« J’ai rencontré William Burroughs en 1965. Je venais de rentrer à New York en novembre de l’année précédente. J’ai appris par un ami qu’il était en ville. J’ai été invité par une femme riche qui avait un grand appartement et qui organisait des soirées avec beaucoup de monde. J’y ai trouvé Hunkie Hunckle et Brion Gysin parmi tous ces personnages de l’art et de la littérature. Et c’est par ce biais que je suis entré en relation avec Burroughs peu de temps après. Cela a du se passer en janvier ou en février. Puis je devais participer à un festival de poésie. Je l’ai revu à cette occasion. Nous avons parlé, nous avons bu ensemble, nous avons plaisanté, en somme, nous sommes alors entrés dans une relation complice. Nous sommes vraiment devenus des amis.

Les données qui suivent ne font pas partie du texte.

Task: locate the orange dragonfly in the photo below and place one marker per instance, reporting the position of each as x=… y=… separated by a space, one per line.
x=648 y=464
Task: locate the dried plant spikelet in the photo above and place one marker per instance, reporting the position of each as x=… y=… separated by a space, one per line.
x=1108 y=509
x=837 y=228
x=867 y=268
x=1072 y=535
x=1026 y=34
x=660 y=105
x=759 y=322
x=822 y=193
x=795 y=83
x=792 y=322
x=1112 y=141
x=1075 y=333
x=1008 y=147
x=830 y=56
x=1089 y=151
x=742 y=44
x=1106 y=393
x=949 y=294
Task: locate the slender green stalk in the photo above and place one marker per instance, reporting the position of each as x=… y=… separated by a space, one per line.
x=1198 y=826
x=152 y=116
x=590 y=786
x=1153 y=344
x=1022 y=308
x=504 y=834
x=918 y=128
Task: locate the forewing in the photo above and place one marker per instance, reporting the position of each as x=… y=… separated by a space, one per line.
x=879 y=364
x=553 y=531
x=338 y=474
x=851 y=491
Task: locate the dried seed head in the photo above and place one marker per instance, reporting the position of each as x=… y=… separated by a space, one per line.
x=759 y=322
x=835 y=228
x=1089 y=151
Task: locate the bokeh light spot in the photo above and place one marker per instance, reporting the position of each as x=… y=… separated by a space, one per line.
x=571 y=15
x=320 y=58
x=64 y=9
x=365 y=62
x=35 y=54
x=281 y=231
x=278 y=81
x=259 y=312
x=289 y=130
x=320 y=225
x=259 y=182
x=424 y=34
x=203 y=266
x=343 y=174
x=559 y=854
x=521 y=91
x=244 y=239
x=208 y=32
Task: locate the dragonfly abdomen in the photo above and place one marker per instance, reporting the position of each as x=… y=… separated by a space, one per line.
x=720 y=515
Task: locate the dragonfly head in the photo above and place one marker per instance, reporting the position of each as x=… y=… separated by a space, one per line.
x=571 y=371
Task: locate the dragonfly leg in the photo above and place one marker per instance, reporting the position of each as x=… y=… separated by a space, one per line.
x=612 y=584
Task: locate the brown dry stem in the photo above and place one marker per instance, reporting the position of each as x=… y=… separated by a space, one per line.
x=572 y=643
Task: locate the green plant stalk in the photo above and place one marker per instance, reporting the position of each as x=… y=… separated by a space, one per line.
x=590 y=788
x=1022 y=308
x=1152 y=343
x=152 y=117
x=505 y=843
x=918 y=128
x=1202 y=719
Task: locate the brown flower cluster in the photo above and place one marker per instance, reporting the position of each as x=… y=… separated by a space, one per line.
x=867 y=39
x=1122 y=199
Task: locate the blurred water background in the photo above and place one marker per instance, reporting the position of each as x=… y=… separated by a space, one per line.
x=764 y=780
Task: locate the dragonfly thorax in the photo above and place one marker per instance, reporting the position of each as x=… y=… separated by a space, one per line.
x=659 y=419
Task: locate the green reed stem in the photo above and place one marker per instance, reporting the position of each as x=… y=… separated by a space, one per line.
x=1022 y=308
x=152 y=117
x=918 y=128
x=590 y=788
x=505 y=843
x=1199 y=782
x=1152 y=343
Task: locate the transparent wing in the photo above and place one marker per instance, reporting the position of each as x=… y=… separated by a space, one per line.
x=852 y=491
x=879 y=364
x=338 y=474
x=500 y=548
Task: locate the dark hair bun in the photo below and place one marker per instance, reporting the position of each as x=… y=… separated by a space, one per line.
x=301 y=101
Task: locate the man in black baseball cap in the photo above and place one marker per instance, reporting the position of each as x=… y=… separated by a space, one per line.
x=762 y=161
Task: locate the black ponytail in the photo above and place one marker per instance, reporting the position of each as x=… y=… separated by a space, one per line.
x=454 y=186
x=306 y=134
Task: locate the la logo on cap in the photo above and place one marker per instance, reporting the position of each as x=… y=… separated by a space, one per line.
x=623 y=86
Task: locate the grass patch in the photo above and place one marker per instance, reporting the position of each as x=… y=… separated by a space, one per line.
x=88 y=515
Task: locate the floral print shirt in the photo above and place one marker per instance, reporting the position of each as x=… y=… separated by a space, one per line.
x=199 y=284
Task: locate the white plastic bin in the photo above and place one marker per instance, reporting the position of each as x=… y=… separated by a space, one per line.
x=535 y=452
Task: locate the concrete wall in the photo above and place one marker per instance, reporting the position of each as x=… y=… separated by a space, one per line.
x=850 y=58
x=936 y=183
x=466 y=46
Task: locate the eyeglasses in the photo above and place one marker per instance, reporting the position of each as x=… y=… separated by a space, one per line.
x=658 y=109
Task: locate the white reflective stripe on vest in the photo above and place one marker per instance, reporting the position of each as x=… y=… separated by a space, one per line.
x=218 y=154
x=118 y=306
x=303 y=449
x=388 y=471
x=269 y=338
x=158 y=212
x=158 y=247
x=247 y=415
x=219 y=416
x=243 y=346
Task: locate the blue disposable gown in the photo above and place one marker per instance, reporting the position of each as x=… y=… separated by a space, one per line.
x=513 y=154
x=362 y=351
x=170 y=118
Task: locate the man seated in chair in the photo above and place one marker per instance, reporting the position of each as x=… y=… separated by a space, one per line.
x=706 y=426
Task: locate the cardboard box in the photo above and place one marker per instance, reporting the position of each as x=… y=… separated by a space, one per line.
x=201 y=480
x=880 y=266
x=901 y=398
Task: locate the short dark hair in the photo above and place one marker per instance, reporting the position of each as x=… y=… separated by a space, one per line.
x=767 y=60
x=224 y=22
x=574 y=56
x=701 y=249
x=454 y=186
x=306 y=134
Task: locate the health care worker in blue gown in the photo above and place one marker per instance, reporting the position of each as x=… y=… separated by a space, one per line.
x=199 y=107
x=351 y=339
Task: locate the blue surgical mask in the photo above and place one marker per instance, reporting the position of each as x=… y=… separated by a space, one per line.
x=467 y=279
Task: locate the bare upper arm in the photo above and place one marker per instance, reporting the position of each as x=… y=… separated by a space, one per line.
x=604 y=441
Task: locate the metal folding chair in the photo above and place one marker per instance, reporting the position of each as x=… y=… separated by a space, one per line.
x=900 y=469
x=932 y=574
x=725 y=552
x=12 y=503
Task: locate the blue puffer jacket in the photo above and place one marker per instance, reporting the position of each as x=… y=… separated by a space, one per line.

Plus tard, Brion m’a dit que Burroughs et lui avaient tout de suite remarqué que j’avais les yeux les plus lumineux qu’ils avaient jamais vus. Comme ils se trouvaient à l’hôtel Chelsea, j’ ai revu Brion et William tous les jours pendant les semaines qui ont suivi. Jusqu’à la fin du mois d’août, quand ils sont repartis. Et puis il s’est passé autre chose. Jusque là, je n’avais jamais pris de LSD. J’ai eu mes premiers trente-quatre premiers « voyages » au LSD à l’hôtel Chelsea avec Brion Gysin ! Dans la chambre 703. William et Brion ont engendré un effet incroyable sur moi. Avec la pratique du LSD, ils m’ont introduit à un monde magique, qui a complètement transformé mon esprit. Et puis le simple fait de le fréquenté de les voir en début de soirée et d’aller dîner avec eux. Nous allions souvent un restaurant chinois, le restaurant chinois le moins cher de tous dans la ville. Pourquoi pas ? William avait une attitude quasiment ascétique.
Pendant la journée, il s’enfermait avec Brion dans une chambre pour travailler sur le projet de The Third Mind *. Ils installaient le matériau sur la table et Brion utilisait son rouleau pour tracer une grille. Burroughs commençait à travailler tôt car, comme il buvait énormément, surtout du bourbon, il allait se coucher tôt. A neuf heures, précises il était habillé de pied en cape et il allait dans la chambre de Brion. A l’inverse, ce dernier se couchait plutôt tard. Nous buvions nous aussi du bourbon, nous fumions des cigarettes joints, nous prenions des poppers et nous faisions l’amour. Impossible de nous lever avant dix heures du matin ! Nous avions une terrible gueule bois. Et cela rendait William furieux. Tout ce que j’ai observé alors, c’est qu’ils étaient très en avance dans leur façon d’utiliser les collages et toutes les autres techniques d’écriture. C’était d’une grande fraîcheur d’inspiration. Brion exultait car ils obtenaient des résultats qui le remplissaient de joie. Ils travaillaient tous les jours (peut-être pas le dimanche, et encore !)
Je dois avouer que j’étais très impressionné, même un peu effrayé par ces deux personnages. Je n’avais même trente ans à l’époque. Ce n’était pas comme maintenant où les gamins ont pris toutes les drogues ce qu’il est possible d’ingurgiter à quinze ans. Au milieu des années soixante, vous deviez tout découvrir par vous-même. Ensuite, sous l’influence de William et de Brion, je suis devenu très engagé politiquement et même très radical. Après tout le temps que j’avais passé à la Factory avec Andy Warhol, j’ai pris conscience de la réalité de la guerre au Vietnam et de toutes autres questions sérieuses que j’ai découvertes dans les livres de William et dans les films, comme Towers Open Fire.